Date: 2026-03-02 | Block: 1 — Linear Algebra

The idea in plain English

PCA (Principal Component Analysis) finds the most important directions of variation in your data, and lets you project the data onto those directions to reduce its dimensionality. It answers: "If I can only keep k directions, which k directions preserve the most information?" It is derived from the geometry of projections and the algebra of SVD.

The intuition

Imagine a cloud of data points in 2D — they form an elongated ellipse:

        *  *
      *  *  *
    *  *  *  *      ← data cloud (elongated)
      *  *  *
        *  *

The cloud is longer in one direction than another. PCA finds that long axis (the direction of most spread/variance) and calls it the first principal component. The perpendicular direction is the second component.

If you project all points onto just the first component, you've gone from 2D to 1D — losing minimal information, because the dropped direction (perpendicular) has little variance. You've compressed the data.

In high dimensions (hundreds of features), the same idea applies: find the few directions that capture most of the variation, project onto them, ignore the rest.

The math — derived from first principles

Setup: data matrix X is (n×p) — n samples, p features.

Step 1 — centre the data. Subtract the mean of each column:

X̃ = X − mean(X, axis=0)

This makes every feature have mean 0. PCA finds directions of spread, not of location, so centering is essential.

Step 2 — formulate the problem. Find a unit vector w that maximises the variance of the projected data:

Var(X̃w) = (1/n)‖X̃w‖² = wᵀCw     where C = (1/n)X̃ᵀX̃  (covariance matrix)

Maximise wᵀCw  subject to  ‖w‖² = 1

Step 3 — solve with Lagrange multipliers (constrained optimisation — fully covered in Block 2):

∂/∂w [wᵀCw − λ(wᵀw − 1)] = 0
→  Cw = λw

The optimal direction w must be an eigenvector of C. The variance achieved equals the eigenvalue λ. To maximise variance → take the eigenvector with the largest eigenvalue.

Step 4 — get all components at once via SVD. Instead of computing C and its eigendecomposition, take SVD of X̃ directly:

X̃ = U · Σ · Vᵀ

→  C = (1/n)X̃ᵀX̃ = V·(Σ²/n)·Vᵀ

Reading off: the columns of V are the principal components. The variance along component i is σᵢ²/n.

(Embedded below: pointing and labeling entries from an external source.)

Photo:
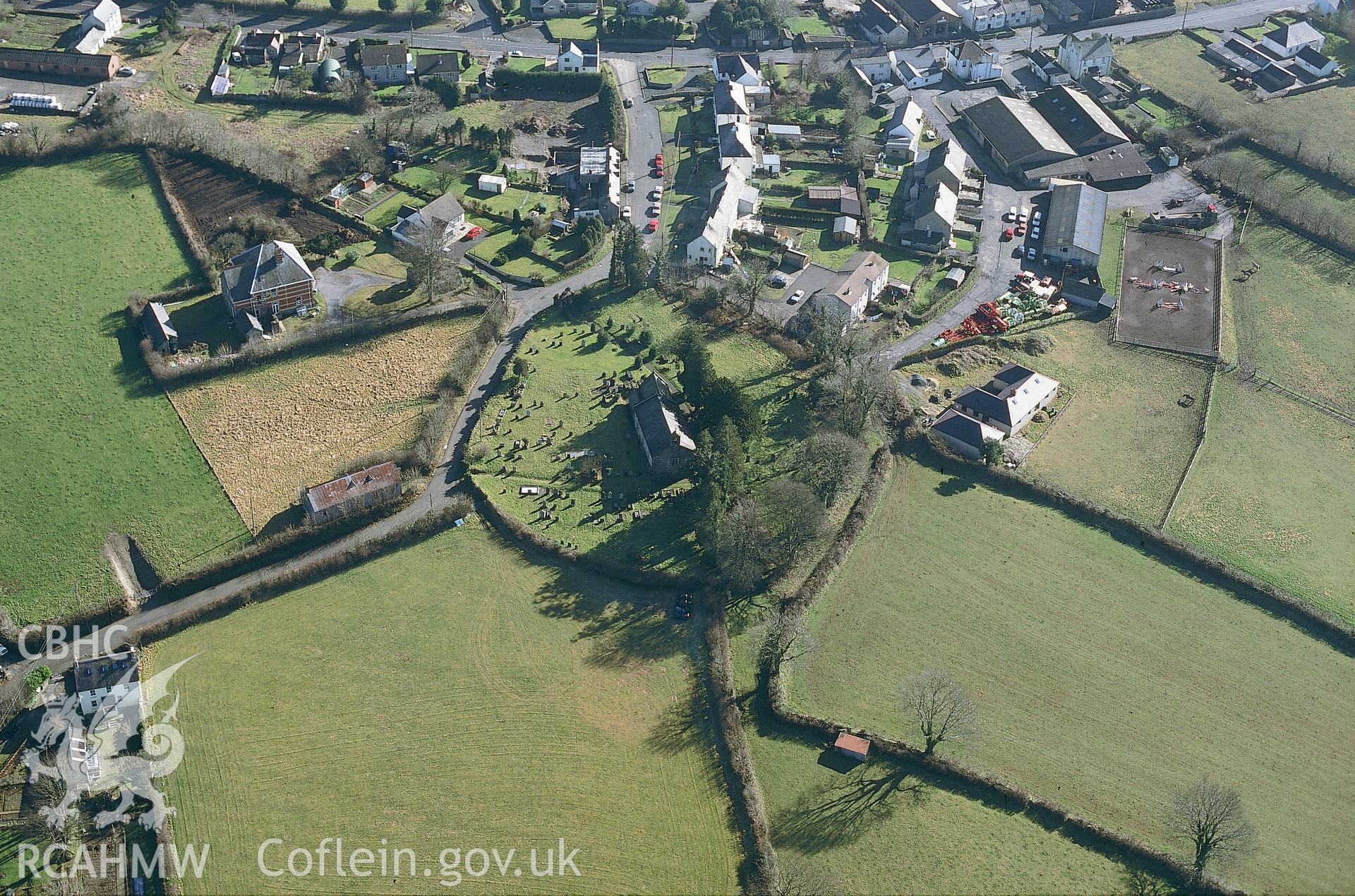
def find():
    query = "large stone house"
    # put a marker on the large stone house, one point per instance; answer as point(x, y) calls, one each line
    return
point(269, 279)
point(388, 64)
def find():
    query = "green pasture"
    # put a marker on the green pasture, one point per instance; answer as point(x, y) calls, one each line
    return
point(1104, 678)
point(100, 449)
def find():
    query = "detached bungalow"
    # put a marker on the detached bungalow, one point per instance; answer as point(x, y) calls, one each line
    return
point(443, 217)
point(577, 57)
point(1010, 400)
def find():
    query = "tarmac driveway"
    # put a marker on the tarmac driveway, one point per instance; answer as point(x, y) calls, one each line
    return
point(337, 286)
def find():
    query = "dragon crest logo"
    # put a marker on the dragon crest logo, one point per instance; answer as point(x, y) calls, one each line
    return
point(85, 744)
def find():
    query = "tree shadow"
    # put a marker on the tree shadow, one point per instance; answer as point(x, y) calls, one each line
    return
point(622, 624)
point(841, 812)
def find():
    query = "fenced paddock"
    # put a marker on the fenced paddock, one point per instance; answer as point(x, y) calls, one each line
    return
point(1196, 327)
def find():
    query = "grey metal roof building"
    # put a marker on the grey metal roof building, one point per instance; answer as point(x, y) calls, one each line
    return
point(1076, 223)
point(1016, 133)
point(1084, 125)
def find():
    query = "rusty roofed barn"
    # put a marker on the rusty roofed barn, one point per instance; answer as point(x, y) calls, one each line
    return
point(351, 494)
point(64, 64)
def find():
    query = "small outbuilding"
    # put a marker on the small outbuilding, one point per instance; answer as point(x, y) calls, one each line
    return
point(351, 494)
point(853, 746)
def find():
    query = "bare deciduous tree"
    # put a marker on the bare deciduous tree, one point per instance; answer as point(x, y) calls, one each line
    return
point(747, 284)
point(785, 640)
point(430, 265)
point(1209, 818)
point(942, 709)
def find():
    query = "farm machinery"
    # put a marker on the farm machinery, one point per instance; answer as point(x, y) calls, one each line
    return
point(999, 316)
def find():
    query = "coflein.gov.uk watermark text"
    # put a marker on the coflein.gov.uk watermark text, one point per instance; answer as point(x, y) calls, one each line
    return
point(332, 859)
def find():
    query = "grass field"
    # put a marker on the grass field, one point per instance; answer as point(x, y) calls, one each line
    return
point(97, 431)
point(1285, 313)
point(1104, 679)
point(526, 706)
point(579, 28)
point(869, 828)
point(277, 429)
point(568, 362)
point(1271, 490)
point(1124, 441)
point(1318, 195)
point(34, 32)
point(1271, 494)
point(1176, 67)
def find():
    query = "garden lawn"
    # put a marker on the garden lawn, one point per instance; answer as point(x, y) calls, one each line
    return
point(1085, 658)
point(1178, 68)
point(866, 828)
point(275, 429)
point(526, 706)
point(666, 75)
point(567, 362)
point(579, 28)
point(526, 63)
point(95, 431)
point(1124, 441)
point(808, 25)
point(384, 213)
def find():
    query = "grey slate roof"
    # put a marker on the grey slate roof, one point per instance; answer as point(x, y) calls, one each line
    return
point(961, 428)
point(987, 404)
point(106, 672)
point(1016, 129)
point(1076, 216)
point(1078, 119)
point(655, 419)
point(263, 267)
point(384, 53)
point(1291, 35)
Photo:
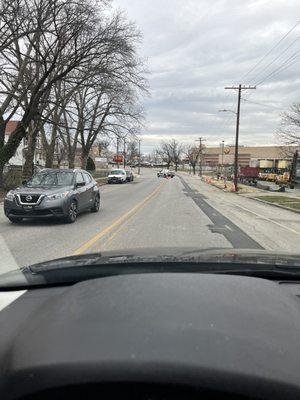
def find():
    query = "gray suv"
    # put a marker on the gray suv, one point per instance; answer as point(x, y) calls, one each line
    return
point(60, 193)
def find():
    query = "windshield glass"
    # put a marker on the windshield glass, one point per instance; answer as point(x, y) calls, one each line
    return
point(117, 172)
point(149, 127)
point(51, 179)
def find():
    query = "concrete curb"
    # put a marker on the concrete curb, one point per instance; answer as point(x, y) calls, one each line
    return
point(274, 204)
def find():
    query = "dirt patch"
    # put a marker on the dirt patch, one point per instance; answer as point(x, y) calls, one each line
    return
point(290, 202)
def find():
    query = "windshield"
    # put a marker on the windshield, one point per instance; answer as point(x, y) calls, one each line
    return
point(51, 179)
point(117, 172)
point(150, 128)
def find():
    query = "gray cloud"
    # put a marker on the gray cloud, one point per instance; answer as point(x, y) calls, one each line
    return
point(196, 47)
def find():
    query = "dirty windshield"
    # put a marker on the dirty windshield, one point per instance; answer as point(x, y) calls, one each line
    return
point(149, 128)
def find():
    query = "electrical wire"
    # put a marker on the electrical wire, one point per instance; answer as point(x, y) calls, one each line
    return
point(270, 51)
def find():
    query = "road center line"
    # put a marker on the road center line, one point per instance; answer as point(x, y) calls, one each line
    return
point(118, 222)
point(268, 219)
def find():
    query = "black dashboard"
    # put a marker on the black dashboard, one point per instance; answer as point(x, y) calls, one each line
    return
point(153, 336)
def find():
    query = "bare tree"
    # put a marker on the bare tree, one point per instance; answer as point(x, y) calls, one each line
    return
point(60, 38)
point(132, 151)
point(193, 154)
point(165, 153)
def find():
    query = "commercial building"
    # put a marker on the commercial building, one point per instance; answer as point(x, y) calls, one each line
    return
point(256, 156)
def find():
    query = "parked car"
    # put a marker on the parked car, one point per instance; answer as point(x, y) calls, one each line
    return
point(129, 176)
point(117, 176)
point(62, 193)
point(165, 173)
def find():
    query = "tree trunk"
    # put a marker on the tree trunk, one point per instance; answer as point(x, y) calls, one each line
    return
point(84, 157)
point(28, 168)
point(1, 176)
point(71, 159)
point(50, 155)
point(49, 147)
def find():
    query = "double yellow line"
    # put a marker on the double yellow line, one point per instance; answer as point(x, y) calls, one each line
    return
point(119, 222)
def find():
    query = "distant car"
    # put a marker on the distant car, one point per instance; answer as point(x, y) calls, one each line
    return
point(129, 176)
point(165, 173)
point(61, 193)
point(117, 176)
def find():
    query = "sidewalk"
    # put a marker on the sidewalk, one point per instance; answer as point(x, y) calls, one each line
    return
point(289, 200)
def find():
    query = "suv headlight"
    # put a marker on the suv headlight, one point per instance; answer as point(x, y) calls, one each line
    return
point(57, 196)
point(10, 195)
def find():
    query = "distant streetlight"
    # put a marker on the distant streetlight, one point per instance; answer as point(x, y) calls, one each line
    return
point(222, 156)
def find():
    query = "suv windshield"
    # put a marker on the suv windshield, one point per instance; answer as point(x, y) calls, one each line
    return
point(51, 179)
point(117, 172)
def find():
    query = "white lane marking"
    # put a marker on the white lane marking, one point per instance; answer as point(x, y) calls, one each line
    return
point(7, 262)
point(268, 219)
point(6, 298)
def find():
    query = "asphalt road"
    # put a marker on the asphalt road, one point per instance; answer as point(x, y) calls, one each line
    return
point(152, 212)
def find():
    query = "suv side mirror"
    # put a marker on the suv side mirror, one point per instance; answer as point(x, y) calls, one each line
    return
point(79, 184)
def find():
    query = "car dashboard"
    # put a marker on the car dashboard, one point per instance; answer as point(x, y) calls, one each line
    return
point(152, 336)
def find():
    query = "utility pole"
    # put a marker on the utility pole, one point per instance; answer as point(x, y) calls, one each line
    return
point(124, 153)
point(222, 159)
point(118, 152)
point(200, 140)
point(139, 168)
point(236, 152)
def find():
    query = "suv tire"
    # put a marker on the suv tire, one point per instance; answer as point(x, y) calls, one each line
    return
point(72, 212)
point(15, 220)
point(96, 205)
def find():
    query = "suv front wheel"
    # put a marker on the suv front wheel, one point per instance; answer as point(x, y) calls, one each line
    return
point(72, 212)
point(15, 220)
point(96, 205)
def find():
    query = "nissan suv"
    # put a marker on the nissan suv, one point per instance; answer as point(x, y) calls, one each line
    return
point(61, 193)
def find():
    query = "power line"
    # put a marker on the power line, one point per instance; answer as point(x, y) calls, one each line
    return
point(261, 104)
point(276, 58)
point(282, 67)
point(269, 52)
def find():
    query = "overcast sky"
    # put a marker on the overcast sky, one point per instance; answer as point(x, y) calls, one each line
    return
point(193, 48)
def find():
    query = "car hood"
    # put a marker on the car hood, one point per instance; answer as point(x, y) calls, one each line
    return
point(46, 190)
point(115, 176)
point(181, 254)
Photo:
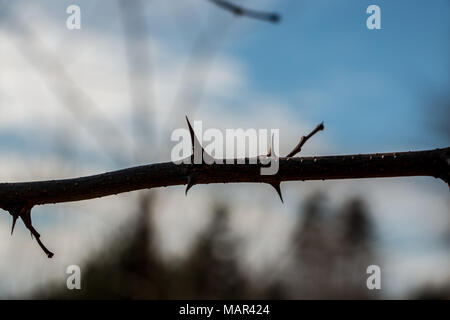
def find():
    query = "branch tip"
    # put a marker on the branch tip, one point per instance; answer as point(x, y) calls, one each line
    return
point(303, 140)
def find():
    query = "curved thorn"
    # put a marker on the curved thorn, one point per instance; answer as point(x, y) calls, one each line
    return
point(277, 187)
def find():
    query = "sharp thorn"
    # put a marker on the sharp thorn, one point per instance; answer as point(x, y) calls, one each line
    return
point(15, 217)
point(190, 184)
point(197, 147)
point(277, 187)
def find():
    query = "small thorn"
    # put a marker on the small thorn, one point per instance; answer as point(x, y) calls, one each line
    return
point(190, 184)
point(277, 187)
point(269, 154)
point(197, 147)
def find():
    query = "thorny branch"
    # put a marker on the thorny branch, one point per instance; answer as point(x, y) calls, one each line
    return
point(240, 11)
point(19, 198)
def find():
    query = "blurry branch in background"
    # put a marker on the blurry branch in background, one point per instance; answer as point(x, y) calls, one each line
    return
point(19, 198)
point(240, 11)
point(138, 56)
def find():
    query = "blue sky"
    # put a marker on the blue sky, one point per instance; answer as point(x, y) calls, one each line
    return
point(373, 84)
point(372, 89)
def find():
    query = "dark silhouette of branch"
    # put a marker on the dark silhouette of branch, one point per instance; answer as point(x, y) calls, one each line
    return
point(303, 140)
point(19, 198)
point(240, 11)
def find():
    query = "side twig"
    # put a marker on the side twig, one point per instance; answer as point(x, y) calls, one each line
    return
point(240, 11)
point(19, 198)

Step 5 — project to k dimensions. Take the first k columns of V:

Vₖ = [v₁ | v₂ | ... | vₖ]     (p×k)

Z = X̃ · Vₖ                     (n×k) ← your compressed data

To approximately reconstruct: X̃_approx = Z · Vₖᵀ — a projection (Topic 1.9) onto the principal subspace.

Choosing k — how many components?

Variance explained by component i = σᵢ² / (σ₁² + σ₂² + ... + σₚ²)

Plot these in order (scree plot). Choose k at the "elbow," or where cumulative variance hits 95%.

Why this matters for ML

Dimensionality reduction: 1000 features → 20 principal components capturing 95% of variance. This speeds up any downstream model, reduces overfitting, and removes noise.

Visualisation: project your high-dimensional data to 2 or 3 PCA dimensions and you can see it. Clusters, outliers, and structure become visible. Before training any model on a new dataset, PCA visualisation should be your first step.

Noise removal: the small singular values capture noise (random fluctuations with no pattern). Discarding them and reconstructing from the top components gives a denoised version of the data.

Connection to everything in Block 1: every topic contributed to this derivation — vectors are data points, span and independence explain what PCA is doing, matrices transform the data, rank is the intrinsic dimension, projections are the core operation, eigenvalues measure variance, eigendecomposition gives all components, and SVD provides the clean practical algorithm.

The complete algorithm in 4 steps

1. X̃ = X − mean(X, axis=0)       ← centre
2. X̃ = U·Σ·Vᵀ                   ← SVD
3. Vₖ = first k columns of V      ← pick components
4. Z = X̃·Vₖ                      ← project (compress)

The one thing to remember

PCA finds the directions of maximum variance. Via SVD, these are the right singular vectors of the centred data matrix. Project onto the top k of them → best possible k-dimensional compression of your data.